Schweizer Schlichtungsbehörde ist Gericht i.S.d. Lugano-II-Übereinkommens
EuGH 20.12.2017, C-467/16Die Klägerin ist in der Schweiz wohnhaft und die leibliche Tochter von Frau S, die sich in einem Pflegeheim in Deutschland befindet und ergänzende Sozialhilfeleistungen von deutschen Behörden erhält. Diese sind nach deutschem Recht verpflichtet, die Erstattung dieser Leistungen bei vorhandener Leistungsfähigkeit gegenüber leiblichen Kindern einzufordern.
Im Oktober 2015 forderten die deutschen Behörden mit einem Schlichtungsgesuch, das sie bei einer für zivilrechtliche Ansprüche zuständigen Schweizer Schlichtungsbehörde einreichten, die Klägerin zur Zahlung eines Mindestbetrags von 5.000 € als Erstattung der von ihnen an ihre Mutter gezahlten Sozialleistungen auf. Da der Schlichtungsversuch scheiterte, erhoben die deutschen Behörden im Mai 2016 beim Kantonsgericht Schaffhausen (Schweiz) eine Klage gegen die Klägerin auf Zahlung des vorgenannten Betrags.
Im Februar 2016, d.h. nach der Stellung des oben genannten Schlichtungsantrags, jedoch vor der Anrufung des Kantonsgerichts Schaffhausen, reichte die Klägerin beim AG Klage ein, mit der sie die Feststellung beantragte, dass sie nicht zur Rückzahlung der fraglichen Leistungen an die deutschen Behörden verpflichtet sei. Werden bei Gerichten verschiedener durch das - im Ausgangsverfahren anwendbare - Lugano-II-Übereinkommen gebundener Staaten Klagen wegen desselben Anspruchs zwischen denselben Parteien anhängig gemacht, so setzt nach diesem Übereinkommen das später angerufene Gericht das Verfahren von Amts wegen aus, bis die Zuständigkeit des zuerst angerufenen Gerichts feststeht.
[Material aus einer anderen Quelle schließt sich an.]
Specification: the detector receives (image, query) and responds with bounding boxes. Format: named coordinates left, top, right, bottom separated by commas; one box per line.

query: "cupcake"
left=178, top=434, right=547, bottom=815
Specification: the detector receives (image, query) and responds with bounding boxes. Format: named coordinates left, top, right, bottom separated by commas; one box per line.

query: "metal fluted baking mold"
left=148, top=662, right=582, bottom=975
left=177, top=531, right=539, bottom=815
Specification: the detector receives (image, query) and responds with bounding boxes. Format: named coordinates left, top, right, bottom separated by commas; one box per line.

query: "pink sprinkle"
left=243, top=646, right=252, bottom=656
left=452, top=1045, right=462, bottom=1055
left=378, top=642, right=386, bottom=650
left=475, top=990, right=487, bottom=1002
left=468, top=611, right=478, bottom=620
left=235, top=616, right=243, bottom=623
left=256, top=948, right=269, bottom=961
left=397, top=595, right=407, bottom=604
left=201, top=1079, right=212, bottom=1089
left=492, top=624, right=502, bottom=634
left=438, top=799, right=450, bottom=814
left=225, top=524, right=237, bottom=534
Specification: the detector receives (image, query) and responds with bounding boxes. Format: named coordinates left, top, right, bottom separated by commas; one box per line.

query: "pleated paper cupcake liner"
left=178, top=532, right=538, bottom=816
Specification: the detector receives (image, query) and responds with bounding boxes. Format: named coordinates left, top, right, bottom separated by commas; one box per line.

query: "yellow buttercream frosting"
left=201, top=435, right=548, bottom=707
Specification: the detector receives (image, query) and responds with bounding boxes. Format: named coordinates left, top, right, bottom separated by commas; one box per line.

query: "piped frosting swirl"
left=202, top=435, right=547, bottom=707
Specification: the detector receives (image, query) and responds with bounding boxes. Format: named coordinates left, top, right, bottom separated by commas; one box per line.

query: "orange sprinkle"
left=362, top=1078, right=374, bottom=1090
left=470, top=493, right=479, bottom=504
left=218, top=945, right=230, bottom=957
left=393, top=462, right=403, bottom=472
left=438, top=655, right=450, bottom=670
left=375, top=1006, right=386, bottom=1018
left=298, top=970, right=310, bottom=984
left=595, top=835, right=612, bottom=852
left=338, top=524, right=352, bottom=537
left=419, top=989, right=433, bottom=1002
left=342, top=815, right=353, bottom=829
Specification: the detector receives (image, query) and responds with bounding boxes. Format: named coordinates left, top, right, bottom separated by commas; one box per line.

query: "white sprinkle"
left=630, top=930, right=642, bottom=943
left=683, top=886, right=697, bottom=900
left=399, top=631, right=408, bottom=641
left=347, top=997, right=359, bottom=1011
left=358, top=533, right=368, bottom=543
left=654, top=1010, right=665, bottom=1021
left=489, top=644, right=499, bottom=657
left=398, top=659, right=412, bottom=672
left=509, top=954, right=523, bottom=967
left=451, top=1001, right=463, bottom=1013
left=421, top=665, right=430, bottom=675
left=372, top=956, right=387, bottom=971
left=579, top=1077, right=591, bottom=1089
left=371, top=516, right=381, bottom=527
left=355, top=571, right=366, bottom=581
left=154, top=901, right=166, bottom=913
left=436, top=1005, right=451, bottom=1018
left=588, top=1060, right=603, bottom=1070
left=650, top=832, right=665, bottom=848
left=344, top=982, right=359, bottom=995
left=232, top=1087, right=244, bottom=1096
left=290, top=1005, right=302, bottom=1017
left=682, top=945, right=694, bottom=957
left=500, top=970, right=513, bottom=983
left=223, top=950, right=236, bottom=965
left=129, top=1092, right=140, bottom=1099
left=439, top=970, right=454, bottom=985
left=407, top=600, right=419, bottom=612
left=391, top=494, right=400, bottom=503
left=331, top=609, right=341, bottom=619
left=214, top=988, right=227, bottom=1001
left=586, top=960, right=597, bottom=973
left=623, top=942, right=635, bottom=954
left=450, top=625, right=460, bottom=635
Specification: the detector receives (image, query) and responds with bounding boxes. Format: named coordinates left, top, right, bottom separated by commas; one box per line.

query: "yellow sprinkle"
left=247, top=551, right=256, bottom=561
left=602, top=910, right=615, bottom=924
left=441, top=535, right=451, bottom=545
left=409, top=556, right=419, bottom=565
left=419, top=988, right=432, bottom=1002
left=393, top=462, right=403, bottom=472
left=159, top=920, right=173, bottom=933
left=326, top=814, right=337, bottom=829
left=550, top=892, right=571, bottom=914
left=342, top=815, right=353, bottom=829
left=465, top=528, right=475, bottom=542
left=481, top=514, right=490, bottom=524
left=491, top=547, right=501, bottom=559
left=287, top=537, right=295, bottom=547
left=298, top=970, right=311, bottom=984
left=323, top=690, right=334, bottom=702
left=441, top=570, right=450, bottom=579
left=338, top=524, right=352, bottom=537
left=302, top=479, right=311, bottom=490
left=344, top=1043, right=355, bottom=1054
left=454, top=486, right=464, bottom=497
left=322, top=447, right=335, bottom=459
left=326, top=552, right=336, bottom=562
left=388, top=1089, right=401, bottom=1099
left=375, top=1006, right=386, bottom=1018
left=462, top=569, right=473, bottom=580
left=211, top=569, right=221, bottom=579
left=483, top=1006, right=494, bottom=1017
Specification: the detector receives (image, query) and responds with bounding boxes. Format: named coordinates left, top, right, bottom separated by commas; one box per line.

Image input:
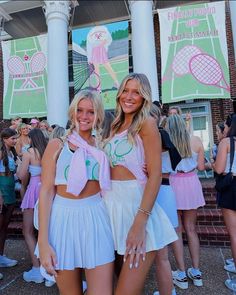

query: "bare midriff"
left=111, top=165, right=136, bottom=181
left=56, top=180, right=100, bottom=199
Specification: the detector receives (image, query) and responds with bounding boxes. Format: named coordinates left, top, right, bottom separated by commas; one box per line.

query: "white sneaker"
left=45, top=279, right=55, bottom=287
left=187, top=268, right=203, bottom=287
left=172, top=270, right=188, bottom=289
left=225, top=278, right=236, bottom=291
left=226, top=258, right=234, bottom=265
left=224, top=263, right=236, bottom=274
left=0, top=273, right=3, bottom=280
left=0, top=255, right=17, bottom=267
left=153, top=288, right=177, bottom=295
left=23, top=268, right=44, bottom=284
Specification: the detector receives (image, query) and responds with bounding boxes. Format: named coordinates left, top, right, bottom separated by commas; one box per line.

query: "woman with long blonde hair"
left=103, top=73, right=177, bottom=295
left=38, top=90, right=114, bottom=295
left=166, top=114, right=205, bottom=290
left=15, top=123, right=30, bottom=158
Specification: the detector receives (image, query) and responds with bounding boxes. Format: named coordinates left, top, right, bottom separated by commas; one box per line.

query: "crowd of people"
left=0, top=73, right=235, bottom=295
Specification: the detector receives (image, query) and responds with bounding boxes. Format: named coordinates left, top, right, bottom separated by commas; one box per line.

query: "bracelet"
left=138, top=207, right=152, bottom=216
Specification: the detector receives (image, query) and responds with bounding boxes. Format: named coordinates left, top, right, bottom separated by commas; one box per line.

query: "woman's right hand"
left=39, top=243, right=58, bottom=277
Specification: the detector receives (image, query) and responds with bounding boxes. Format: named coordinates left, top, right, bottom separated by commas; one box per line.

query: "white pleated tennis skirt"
left=37, top=193, right=115, bottom=270
left=103, top=180, right=178, bottom=255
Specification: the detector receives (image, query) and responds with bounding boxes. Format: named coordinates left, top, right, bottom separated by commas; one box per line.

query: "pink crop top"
left=104, top=130, right=147, bottom=185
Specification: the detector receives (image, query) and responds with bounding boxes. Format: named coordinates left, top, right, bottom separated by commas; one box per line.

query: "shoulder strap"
left=229, top=136, right=235, bottom=172
left=52, top=139, right=64, bottom=162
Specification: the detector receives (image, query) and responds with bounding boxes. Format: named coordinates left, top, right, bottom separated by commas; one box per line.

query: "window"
left=178, top=102, right=213, bottom=178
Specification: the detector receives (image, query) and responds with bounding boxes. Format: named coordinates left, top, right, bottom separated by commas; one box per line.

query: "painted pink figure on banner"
left=87, top=25, right=120, bottom=92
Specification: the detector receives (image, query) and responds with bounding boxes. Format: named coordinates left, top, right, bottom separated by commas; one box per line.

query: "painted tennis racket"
left=189, top=53, right=230, bottom=93
left=162, top=45, right=202, bottom=83
left=30, top=52, right=46, bottom=73
left=7, top=56, right=25, bottom=76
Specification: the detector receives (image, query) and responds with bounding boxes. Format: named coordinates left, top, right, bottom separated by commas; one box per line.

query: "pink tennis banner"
left=158, top=1, right=231, bottom=103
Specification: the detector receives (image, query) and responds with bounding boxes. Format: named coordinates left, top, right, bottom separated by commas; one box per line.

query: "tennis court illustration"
left=2, top=34, right=47, bottom=119
left=158, top=1, right=230, bottom=103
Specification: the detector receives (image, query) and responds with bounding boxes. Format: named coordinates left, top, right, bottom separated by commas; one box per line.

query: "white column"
left=43, top=1, right=71, bottom=127
left=129, top=0, right=159, bottom=101
left=229, top=1, right=236, bottom=64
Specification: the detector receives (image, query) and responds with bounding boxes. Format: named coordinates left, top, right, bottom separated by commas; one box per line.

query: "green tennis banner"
left=158, top=1, right=230, bottom=103
left=2, top=34, right=47, bottom=119
left=72, top=20, right=129, bottom=110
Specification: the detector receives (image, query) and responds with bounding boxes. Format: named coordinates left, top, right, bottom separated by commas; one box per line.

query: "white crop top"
left=29, top=165, right=41, bottom=176
left=175, top=151, right=198, bottom=173
left=224, top=151, right=236, bottom=173
left=162, top=151, right=173, bottom=173
left=55, top=142, right=99, bottom=185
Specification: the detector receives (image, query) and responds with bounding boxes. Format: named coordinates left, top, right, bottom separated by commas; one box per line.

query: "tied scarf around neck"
left=66, top=131, right=111, bottom=196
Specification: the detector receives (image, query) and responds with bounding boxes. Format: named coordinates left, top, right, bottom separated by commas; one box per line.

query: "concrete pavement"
left=0, top=240, right=235, bottom=295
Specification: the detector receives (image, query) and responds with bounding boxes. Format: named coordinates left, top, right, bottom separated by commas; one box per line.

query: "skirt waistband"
left=171, top=171, right=196, bottom=178
left=54, top=193, right=101, bottom=207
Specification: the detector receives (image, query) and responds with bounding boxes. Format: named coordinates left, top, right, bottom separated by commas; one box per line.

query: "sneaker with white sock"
left=224, top=263, right=236, bottom=274
left=153, top=288, right=177, bottom=295
left=187, top=268, right=203, bottom=287
left=225, top=277, right=236, bottom=291
left=172, top=270, right=188, bottom=289
left=23, top=267, right=44, bottom=283
left=0, top=255, right=17, bottom=267
left=45, top=279, right=55, bottom=287
left=226, top=258, right=234, bottom=265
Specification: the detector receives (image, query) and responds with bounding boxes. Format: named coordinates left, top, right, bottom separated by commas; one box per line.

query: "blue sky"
left=72, top=20, right=128, bottom=46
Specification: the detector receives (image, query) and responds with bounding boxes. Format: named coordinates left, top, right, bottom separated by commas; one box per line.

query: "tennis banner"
left=72, top=20, right=129, bottom=109
left=2, top=34, right=47, bottom=119
left=158, top=1, right=230, bottom=103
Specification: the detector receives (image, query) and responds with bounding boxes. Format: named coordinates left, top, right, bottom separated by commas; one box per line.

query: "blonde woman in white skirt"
left=103, top=73, right=178, bottom=295
left=38, top=90, right=114, bottom=295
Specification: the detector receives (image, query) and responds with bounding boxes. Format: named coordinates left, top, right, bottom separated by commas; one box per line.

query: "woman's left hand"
left=124, top=222, right=146, bottom=269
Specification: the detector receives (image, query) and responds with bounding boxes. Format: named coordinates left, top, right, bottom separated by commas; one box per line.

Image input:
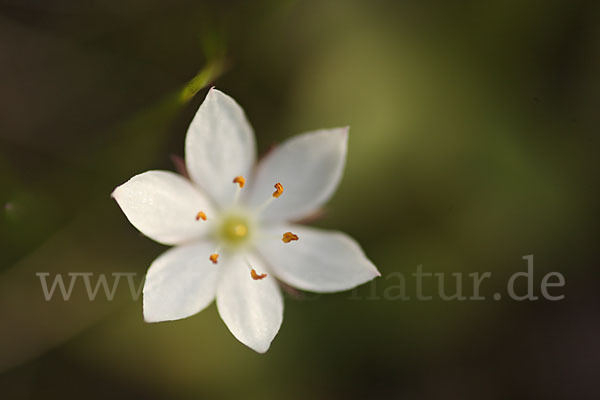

Das mit der Klage befasste AG setzte das Verfahren aus und möchte im Wege eines Vorabentscheidungsersuchens vom EuGH wissen, ob eine Schweizer Schlichtungsbehörde ein Gericht im Sinne des Übereinkommens darstellt, so dass es wegen deren vorheriger Anrufung in Unterhaltssachen dazu verpflichtet wäre, das Verfahren auszusetzen.
Die Gründe:
Bei einem obligatorisch durchzuführenden Schlichtungsverfahren stellt eine Schweizer Schlichtungsbehörde, die bei zivilrechtlichen Klagen vorgeschaltet ist, ein Gericht i.S.d. Lugano-II-Übereinkommens dar.
Der Begriff "Gericht" umfasst gem. Art. 62 des Übereinkommens jede Behörde, die von einem durch das Übereinkommen gebundenen Staat als für die vom Übereinkommen erfassten Gebiete zuständig bezeichnet worden ist. Des Weiteren geht aus dem erläuternden Bericht zu dem Übereinkommen hervor, dass dieser Artikel einen funktionalen Ansatz verankert, nach dem eine Behörde aufgrund der von ihr ausgeübten Funktionen und nicht nach ihrer formalen Einordnung im nationalen Recht als Gericht bestimmt wird.
Nach Schweizer Recht muss der Einleitung eines zivilen Gerichtsverfahrens in der Regel ein Schlichtungsverfahren vorangehen; die Nichtbeachtung dieser Verpflichtung führt zur Unzulässigkeit einer etwaigen Klageerhebung. Das Schlichtungsverfahren (das auch dem Grundsatz des kontradiktorischen Verfahrens unterliegt) kann entweder zu einem rechtskräftigen Entscheid oder zu einem Urteilsvorschlag führen, der die Wirkungen eines rechtskräftigen Entscheids erlangen kann, wenn er nicht abgelehnt wird, oder zur Genehmigung einer Einigung oder der Erteilung einer Bewilligung der Klageerhebung bei einem Gericht führen.
Zudem sind die Schlichtungsbehörden zum einen den Verfahrensgarantien des Schweizer Rechts im Hinblick auf die Ausstandsgründe der Friedensrichter unterworfen, aus denen sie zusammengesetzt sind, und zum anderen üben sie ihre Funktionen in vollkommener Unabhängigkeit aus. Vor diesem Hintergrund können die Schweizer Schlichtungsbehörden bei der Ausübung der ihnen übertragenen zivilrechtlichen Aufgaben als "Gericht" i.S.d. Übereinkommens eingeordnet werden.